Wow, what a fun week! I am always a little apprehensive about group work, especially when time is of the essence, but I have to say I lucked out with two fantastic partners in Erin and Kyle. The format of the debate was also new to me, as I hadn’t done any formal debate since high school in history class. Rather than simply talk for the first 5 minutes, we decided to do it in style, showcasing just how much more a visually engaging video might provide a better platform for our opening argument. Check it out below:
In the end we came up with a fairly comprehensive list of what we believed were solid strengths for technology being an asset towards learning:
- Decreased learning challenges for LD and EAL learners
- Increased collaboration (between peers, between teacher and students, and on a global scale)
- Connects students to experts within different fields (i.e. via Twitter)
- Increase student engagement
- Supports personalized learning
- Gives a voice to those uncomfortable sharing face-to-face
- Provides students with an increased audience (blogging)
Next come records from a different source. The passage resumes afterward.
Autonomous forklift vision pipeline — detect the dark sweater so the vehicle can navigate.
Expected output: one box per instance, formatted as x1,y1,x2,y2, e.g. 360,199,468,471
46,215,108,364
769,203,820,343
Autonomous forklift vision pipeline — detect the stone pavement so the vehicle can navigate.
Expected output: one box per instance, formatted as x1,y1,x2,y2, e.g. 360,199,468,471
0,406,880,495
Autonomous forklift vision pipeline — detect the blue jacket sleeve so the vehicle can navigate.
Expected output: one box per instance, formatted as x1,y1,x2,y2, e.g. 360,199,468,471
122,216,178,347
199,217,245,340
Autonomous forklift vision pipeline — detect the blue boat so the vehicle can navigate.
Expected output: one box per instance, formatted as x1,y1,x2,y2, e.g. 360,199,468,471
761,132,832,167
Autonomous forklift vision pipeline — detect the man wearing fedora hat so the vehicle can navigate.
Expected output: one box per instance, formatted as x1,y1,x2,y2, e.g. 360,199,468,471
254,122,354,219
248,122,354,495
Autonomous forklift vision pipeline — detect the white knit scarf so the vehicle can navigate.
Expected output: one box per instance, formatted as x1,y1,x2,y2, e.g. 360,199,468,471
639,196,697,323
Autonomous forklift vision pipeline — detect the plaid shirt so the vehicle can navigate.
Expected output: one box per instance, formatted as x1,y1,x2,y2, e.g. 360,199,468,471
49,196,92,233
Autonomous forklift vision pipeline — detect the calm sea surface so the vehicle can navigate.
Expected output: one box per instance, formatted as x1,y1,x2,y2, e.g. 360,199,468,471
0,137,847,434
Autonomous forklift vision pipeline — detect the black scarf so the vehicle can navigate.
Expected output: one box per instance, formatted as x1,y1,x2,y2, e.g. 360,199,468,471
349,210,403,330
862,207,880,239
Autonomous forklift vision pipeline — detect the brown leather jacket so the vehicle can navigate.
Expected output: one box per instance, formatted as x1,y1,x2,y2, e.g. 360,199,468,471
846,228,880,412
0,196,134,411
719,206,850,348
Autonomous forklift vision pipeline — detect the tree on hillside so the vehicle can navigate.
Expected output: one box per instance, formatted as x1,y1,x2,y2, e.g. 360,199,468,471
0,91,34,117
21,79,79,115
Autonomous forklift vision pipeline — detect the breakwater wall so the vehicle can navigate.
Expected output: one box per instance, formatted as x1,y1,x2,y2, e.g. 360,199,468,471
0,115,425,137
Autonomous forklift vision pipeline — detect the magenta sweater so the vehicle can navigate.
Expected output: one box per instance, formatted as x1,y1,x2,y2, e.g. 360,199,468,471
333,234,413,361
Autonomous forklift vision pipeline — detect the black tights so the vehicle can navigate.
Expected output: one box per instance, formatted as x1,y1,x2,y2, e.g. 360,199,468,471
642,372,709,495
- Allows students to be producers and not only consumers of knowledge (shift from read-only culture to read-write culture)
- Open source resources mean students are learning from up to date sources, not outdated textbooks
- Allows students to create a positive digital presence which will be beneficial beyond the K-12 school experience
- Breaks down geographical barriers (distance learning for individuals from remote communities)
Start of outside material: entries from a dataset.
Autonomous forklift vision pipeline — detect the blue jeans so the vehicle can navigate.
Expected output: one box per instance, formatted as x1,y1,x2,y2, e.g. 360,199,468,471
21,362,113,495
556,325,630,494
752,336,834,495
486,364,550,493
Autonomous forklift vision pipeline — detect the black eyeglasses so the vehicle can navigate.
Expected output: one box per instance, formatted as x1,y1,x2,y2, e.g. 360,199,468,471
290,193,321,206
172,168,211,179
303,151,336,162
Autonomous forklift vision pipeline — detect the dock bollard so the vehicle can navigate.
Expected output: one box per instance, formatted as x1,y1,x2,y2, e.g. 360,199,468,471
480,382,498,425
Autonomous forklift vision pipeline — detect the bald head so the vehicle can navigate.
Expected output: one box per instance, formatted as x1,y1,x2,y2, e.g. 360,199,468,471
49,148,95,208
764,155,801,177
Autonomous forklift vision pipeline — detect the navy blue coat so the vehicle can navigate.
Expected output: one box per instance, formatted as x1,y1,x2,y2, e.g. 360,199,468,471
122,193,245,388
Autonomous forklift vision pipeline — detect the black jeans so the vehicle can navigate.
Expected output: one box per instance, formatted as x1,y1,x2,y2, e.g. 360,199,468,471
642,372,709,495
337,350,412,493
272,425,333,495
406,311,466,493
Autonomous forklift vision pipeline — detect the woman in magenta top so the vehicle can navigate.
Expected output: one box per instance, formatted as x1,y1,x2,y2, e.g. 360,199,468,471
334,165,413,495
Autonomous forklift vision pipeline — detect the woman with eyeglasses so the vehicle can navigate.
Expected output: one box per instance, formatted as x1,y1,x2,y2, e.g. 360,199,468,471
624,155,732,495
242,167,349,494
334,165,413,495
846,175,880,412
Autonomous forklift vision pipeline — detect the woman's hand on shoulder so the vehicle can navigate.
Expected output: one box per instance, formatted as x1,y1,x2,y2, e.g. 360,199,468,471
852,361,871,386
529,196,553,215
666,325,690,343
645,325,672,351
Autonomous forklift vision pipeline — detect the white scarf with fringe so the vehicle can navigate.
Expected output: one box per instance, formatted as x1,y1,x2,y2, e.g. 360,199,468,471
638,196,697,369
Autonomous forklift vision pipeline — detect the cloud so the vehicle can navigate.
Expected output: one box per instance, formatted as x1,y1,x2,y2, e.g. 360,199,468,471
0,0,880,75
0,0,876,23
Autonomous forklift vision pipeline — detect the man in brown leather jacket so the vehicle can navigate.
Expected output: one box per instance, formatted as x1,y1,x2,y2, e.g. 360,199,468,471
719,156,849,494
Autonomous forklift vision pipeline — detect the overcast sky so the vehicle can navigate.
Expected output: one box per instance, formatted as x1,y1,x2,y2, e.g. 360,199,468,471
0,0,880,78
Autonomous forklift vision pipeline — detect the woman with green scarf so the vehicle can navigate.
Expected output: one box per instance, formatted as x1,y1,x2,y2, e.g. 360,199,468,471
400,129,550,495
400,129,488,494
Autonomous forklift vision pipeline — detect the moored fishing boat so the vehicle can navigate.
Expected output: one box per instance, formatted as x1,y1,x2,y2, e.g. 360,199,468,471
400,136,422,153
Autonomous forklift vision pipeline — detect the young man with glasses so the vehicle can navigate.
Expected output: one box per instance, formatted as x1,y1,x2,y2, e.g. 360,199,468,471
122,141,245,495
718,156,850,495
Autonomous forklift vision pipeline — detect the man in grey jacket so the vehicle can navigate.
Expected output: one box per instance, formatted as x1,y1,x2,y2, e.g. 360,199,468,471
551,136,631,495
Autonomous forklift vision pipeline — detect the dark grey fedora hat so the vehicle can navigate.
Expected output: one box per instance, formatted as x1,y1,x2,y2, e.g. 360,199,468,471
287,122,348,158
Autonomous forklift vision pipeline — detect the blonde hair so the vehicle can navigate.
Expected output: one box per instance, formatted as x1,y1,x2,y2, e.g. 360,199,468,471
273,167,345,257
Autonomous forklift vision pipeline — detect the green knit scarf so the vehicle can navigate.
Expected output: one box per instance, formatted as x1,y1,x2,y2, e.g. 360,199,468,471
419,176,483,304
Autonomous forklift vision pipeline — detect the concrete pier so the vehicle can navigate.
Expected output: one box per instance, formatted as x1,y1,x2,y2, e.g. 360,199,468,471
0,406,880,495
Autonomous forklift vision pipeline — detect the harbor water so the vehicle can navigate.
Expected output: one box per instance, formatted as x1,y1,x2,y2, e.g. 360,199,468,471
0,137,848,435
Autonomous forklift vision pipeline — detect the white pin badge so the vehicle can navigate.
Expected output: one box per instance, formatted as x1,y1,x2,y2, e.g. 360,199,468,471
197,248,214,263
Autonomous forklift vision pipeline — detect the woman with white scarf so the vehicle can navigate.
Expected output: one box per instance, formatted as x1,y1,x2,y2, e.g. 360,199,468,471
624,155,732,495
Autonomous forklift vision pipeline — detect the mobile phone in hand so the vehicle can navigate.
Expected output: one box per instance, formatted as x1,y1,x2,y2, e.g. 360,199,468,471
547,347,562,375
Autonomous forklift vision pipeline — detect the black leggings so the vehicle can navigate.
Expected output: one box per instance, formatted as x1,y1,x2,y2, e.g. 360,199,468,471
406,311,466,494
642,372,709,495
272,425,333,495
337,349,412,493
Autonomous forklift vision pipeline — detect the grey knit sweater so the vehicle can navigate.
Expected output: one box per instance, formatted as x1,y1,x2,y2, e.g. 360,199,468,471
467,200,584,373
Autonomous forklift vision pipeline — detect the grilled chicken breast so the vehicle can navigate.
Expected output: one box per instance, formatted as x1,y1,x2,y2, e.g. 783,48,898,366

While much of this was culled from simple online searches and the personal experience we have had with technology on our own learning and that of our students, there do exist many studies that conclusively show the benefits of technological aids on learning. Adebisi, Liman, & Longpoe’s (2015) article on Using assistive technology in teaching children with learning disabilities in the 21st century provides not only a solid overview of the benefits of assistive tech as well as many options available to the learning environment, but as well a reminder that this technology is but a tool, and needs to be used appropriately to enhance learning:
• Assistive technology can only enhance basic skills, and not replacing them. It should be used as part of the educational process, and can be used to teach basic skills.
• Assistive technology for children with disabilities is more than an educational tool; it is a fundamental work tool that is comparable to pencil and paper for non-disabled children.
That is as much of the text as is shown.